Sorry if this is too simple, but thanks in advance for helping. This is for MySQL but might be relevant for other RDMBSs
tblA has 4 columns: colA, colB, colC, mydata, A_id It has about 10^9 records, with 10^3 distinct values for colA, colB, colC.
tblB has 3 columns: colA, colB, B_id It has about 10^4 records.
I want all the records from tblA (except the A_id) that have a match in tblB. In other words, I want to use tblB to describe the subset that I want to extract and then extract those records from tblA. Namely:
SELECT a.colA, a.colB, a.colC, a.mydata
FROM tblA as a
INNER JOIN tblB as b
ON
a.colA=b.colA
a.colB=b.colB
;
It's taking a really long time (more than an hour) on a newish computer (4GB, Core2Quad, ubuntu), and I just want to check my understanding of the following optimization steps.

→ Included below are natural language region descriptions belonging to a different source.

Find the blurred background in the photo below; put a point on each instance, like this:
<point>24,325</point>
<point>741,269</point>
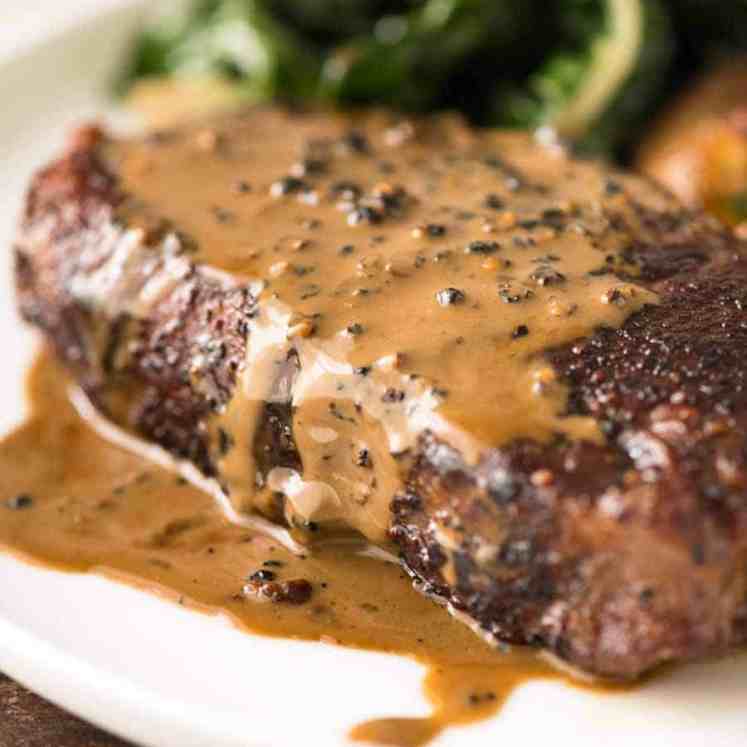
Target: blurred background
<point>657,84</point>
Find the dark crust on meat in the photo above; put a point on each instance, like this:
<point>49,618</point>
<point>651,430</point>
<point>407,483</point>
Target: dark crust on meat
<point>66,233</point>
<point>614,557</point>
<point>619,557</point>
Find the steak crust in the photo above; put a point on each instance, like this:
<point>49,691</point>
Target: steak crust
<point>614,557</point>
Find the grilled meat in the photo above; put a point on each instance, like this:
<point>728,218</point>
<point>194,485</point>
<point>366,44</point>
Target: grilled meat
<point>525,370</point>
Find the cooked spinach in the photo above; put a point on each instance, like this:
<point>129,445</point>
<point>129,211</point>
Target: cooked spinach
<point>590,68</point>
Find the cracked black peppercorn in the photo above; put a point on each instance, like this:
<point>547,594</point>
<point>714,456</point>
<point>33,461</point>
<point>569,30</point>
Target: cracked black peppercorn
<point>19,502</point>
<point>494,202</point>
<point>363,214</point>
<point>482,247</point>
<point>450,296</point>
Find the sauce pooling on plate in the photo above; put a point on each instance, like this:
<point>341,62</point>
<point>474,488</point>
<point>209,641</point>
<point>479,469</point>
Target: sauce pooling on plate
<point>73,501</point>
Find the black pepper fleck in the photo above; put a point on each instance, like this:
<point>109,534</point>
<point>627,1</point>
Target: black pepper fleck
<point>19,502</point>
<point>450,296</point>
<point>482,247</point>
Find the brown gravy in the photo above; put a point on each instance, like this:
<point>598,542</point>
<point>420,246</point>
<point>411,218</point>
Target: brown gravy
<point>72,501</point>
<point>409,275</point>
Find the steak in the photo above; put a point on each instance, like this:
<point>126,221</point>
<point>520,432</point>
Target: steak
<point>526,370</point>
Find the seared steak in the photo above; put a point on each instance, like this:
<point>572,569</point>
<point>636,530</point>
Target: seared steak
<point>527,370</point>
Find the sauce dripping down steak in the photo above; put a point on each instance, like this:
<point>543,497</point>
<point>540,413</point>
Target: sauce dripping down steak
<point>523,369</point>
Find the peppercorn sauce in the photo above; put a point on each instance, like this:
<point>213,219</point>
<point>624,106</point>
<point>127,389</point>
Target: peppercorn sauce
<point>409,276</point>
<point>74,501</point>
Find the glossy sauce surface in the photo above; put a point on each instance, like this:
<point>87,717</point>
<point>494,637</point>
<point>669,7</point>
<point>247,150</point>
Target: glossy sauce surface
<point>409,276</point>
<point>73,501</point>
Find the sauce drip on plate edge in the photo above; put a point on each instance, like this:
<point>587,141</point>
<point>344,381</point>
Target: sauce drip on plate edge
<point>72,501</point>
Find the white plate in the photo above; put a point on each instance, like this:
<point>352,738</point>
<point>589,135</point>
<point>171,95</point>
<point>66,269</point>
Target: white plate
<point>159,675</point>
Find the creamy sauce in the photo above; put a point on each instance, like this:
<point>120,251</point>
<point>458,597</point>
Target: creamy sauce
<point>73,501</point>
<point>409,278</point>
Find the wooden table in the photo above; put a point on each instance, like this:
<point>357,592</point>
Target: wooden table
<point>26,720</point>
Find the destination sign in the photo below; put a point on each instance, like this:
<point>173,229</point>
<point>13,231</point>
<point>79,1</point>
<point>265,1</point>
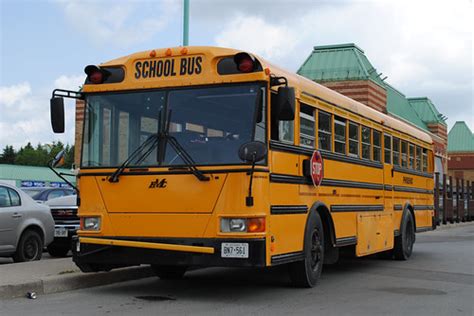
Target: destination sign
<point>168,67</point>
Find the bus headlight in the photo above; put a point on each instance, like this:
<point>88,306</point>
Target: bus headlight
<point>90,223</point>
<point>243,225</point>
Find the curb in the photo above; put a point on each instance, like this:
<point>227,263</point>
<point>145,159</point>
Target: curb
<point>73,281</point>
<point>453,225</point>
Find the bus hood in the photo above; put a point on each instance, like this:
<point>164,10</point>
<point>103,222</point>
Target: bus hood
<point>176,193</point>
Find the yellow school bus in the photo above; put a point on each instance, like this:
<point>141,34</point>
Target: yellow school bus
<point>206,156</point>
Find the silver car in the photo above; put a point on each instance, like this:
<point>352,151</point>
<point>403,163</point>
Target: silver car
<point>26,227</point>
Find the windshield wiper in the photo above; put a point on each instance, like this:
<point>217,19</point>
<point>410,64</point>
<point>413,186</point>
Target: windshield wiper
<point>187,159</point>
<point>153,139</point>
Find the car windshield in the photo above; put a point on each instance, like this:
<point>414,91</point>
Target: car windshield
<point>209,123</point>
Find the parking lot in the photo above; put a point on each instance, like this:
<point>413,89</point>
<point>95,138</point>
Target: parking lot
<point>437,280</point>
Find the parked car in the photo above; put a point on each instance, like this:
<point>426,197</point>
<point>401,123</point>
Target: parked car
<point>52,193</point>
<point>26,227</point>
<point>66,223</point>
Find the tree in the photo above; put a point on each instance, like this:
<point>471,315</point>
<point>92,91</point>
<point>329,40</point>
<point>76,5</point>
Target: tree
<point>8,155</point>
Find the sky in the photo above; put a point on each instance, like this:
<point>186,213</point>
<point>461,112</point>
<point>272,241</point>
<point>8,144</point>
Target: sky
<point>425,48</point>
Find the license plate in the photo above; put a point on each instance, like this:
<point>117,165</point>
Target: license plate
<point>60,232</point>
<point>234,250</point>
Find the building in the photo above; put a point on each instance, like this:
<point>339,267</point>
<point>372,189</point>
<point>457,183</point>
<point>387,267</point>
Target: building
<point>346,69</point>
<point>32,176</point>
<point>461,152</point>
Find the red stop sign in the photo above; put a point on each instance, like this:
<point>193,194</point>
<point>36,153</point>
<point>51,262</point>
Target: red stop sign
<point>317,168</point>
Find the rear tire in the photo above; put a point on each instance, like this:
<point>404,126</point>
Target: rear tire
<point>30,247</point>
<point>169,272</point>
<point>404,242</point>
<point>306,273</point>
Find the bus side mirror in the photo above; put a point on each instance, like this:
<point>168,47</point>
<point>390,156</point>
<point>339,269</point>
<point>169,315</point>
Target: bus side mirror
<point>252,151</point>
<point>58,160</point>
<point>57,114</point>
<point>284,107</point>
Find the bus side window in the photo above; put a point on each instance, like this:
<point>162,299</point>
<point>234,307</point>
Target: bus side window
<point>418,158</point>
<point>307,126</point>
<point>339,135</point>
<point>404,154</point>
<point>412,156</point>
<point>425,160</point>
<point>353,139</point>
<point>396,151</point>
<point>366,142</point>
<point>324,130</point>
<point>282,130</point>
<point>377,146</point>
<point>388,149</point>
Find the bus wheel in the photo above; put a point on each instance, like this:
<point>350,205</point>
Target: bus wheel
<point>169,272</point>
<point>404,242</point>
<point>306,273</point>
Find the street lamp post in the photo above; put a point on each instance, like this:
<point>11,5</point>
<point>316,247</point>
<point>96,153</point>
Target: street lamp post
<point>186,23</point>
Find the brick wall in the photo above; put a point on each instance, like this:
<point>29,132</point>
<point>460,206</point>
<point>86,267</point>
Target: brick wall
<point>364,91</point>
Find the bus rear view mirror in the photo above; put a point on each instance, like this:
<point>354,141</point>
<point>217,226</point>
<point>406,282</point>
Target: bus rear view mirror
<point>57,114</point>
<point>284,107</point>
<point>252,151</point>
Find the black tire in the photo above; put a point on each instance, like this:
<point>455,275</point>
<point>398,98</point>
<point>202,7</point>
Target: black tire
<point>58,250</point>
<point>306,273</point>
<point>404,242</point>
<point>30,247</point>
<point>169,272</point>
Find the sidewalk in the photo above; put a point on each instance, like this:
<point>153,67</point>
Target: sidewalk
<point>58,275</point>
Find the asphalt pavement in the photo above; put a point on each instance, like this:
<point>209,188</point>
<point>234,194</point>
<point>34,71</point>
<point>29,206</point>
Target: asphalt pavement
<point>437,280</point>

** Suppose this is the only query I will ever run on these tables. So ignore the need to run other queries.
Now my questions: 1) What indexes should I create to optimize this query? I think I just need a multiple index on (colA, colB) for both tables. I don't think I need separate indexes for colA and colB. Another stack overflow article (that I can't find) mentioned that when adding new indexes, it is slower when there are existing indexes, so that might be a reason to use the multiple index.
2) Is INNER JOIN correct? I just want results where a match is found.
3) Is it faster if I join (tblA to tblB) or the other way around, (tblB to tblA)? This previous answer says that the optimizer should take care of that.
4) Does the order of the part after ON matter? This previous answer say that the optimizer also takes care of the execution order.